Entrevista a Carlos “Calica” Ferrer
Por Susana Salina
Carlos “Calica” Ferrer, autor del libro que relata el último viaje de Guevara por Latinoamérica, cuenta cómo fue su amistad con el Che. A poco de cumplirse, el 14 de junio, un nuevo aniversario del natalicio del “Che” Guevara, Calica abrió las puertas de su departamento de la calle Anchorena de la Ciudad de Buenos Aires, y en un cordial y caluroso recibimiento, rodeado de retratos con la imagen de Ernesto, relató entre añoranza y alegría las andanzas junto a su amigo.
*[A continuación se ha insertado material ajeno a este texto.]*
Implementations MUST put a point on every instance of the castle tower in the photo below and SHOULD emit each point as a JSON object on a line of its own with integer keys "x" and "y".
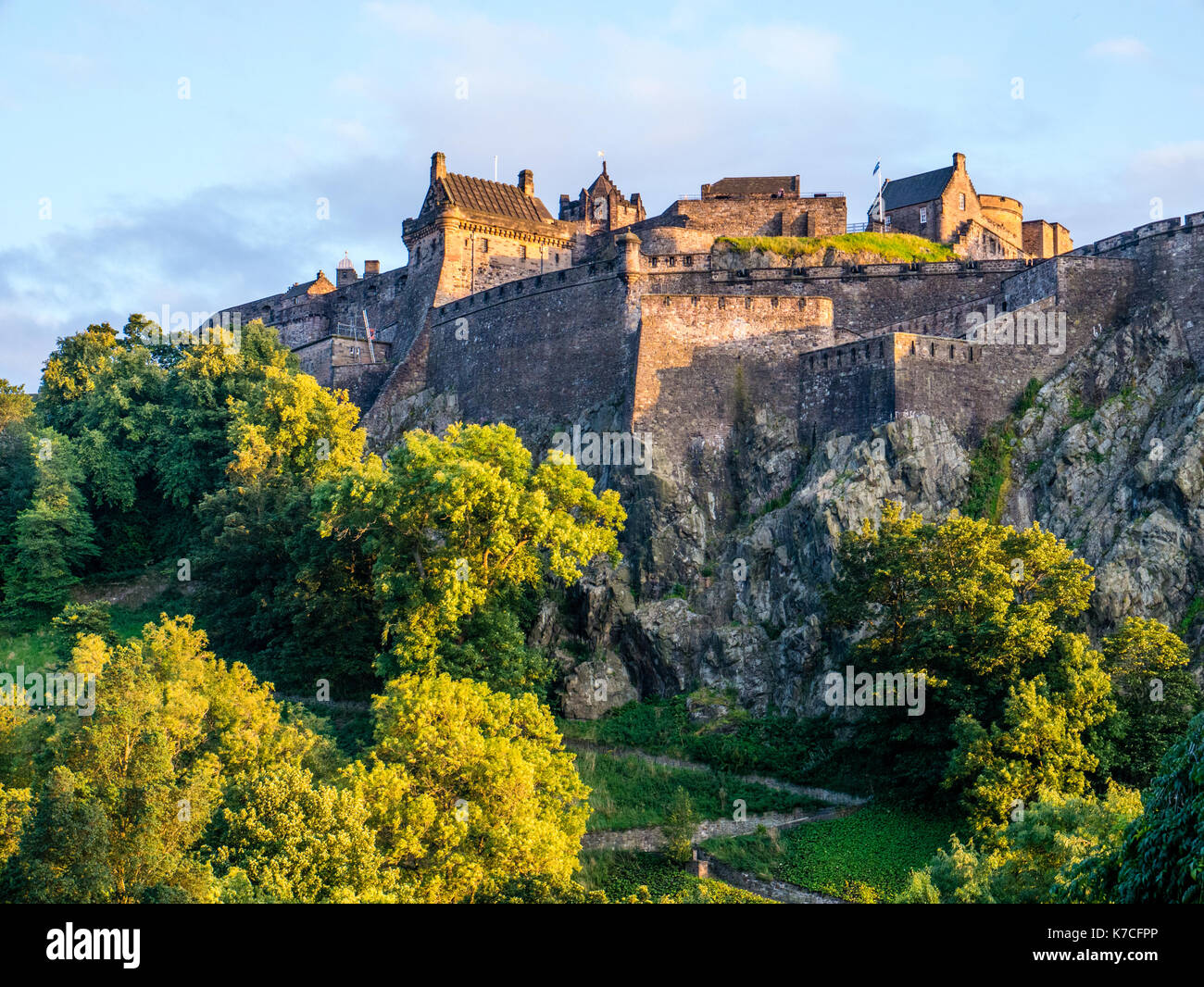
{"x": 601, "y": 207}
{"x": 345, "y": 272}
{"x": 472, "y": 233}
En su libro “De Ernesto al Che”, Calica cuenta que el 7 de julio de 1953 el médico Guevara, de 25 años, y él, de 24, partieron en tren desde la estación Retiro. El viaje que iniciaron juntos concluyó en Ecuador; allí el joven doctor conoció a unos dirigentes del partido comunista y a través de ellos se contactó con los pocos especialistas en lepra que había en la ciudad, también se le despertó el interés por Guatemala, le inquietaba conocer la experiencia de un gobierno socialista encabezado por un militar, Jacobo Arbenz, en medio de una América dominada por Estados Unidos. El 31 de octubre de ese mismo año, Ernesto partió a Guatemala, mientras Calica pasaba por Quito para aterrizar en Venezuela donde vivió varios años. Cuando Guevara entró en la clandestinidad en México dejó de recibir noticias suyas. Un día, Alberto Granado llegó con un ejemplar del diario “Universal”, ahí estaba Ernesto, como uno de los detenidos acusados de estar preparando una invasión a Cuba desde México. Figuraba como “un médico argentino”. Ya era el Che.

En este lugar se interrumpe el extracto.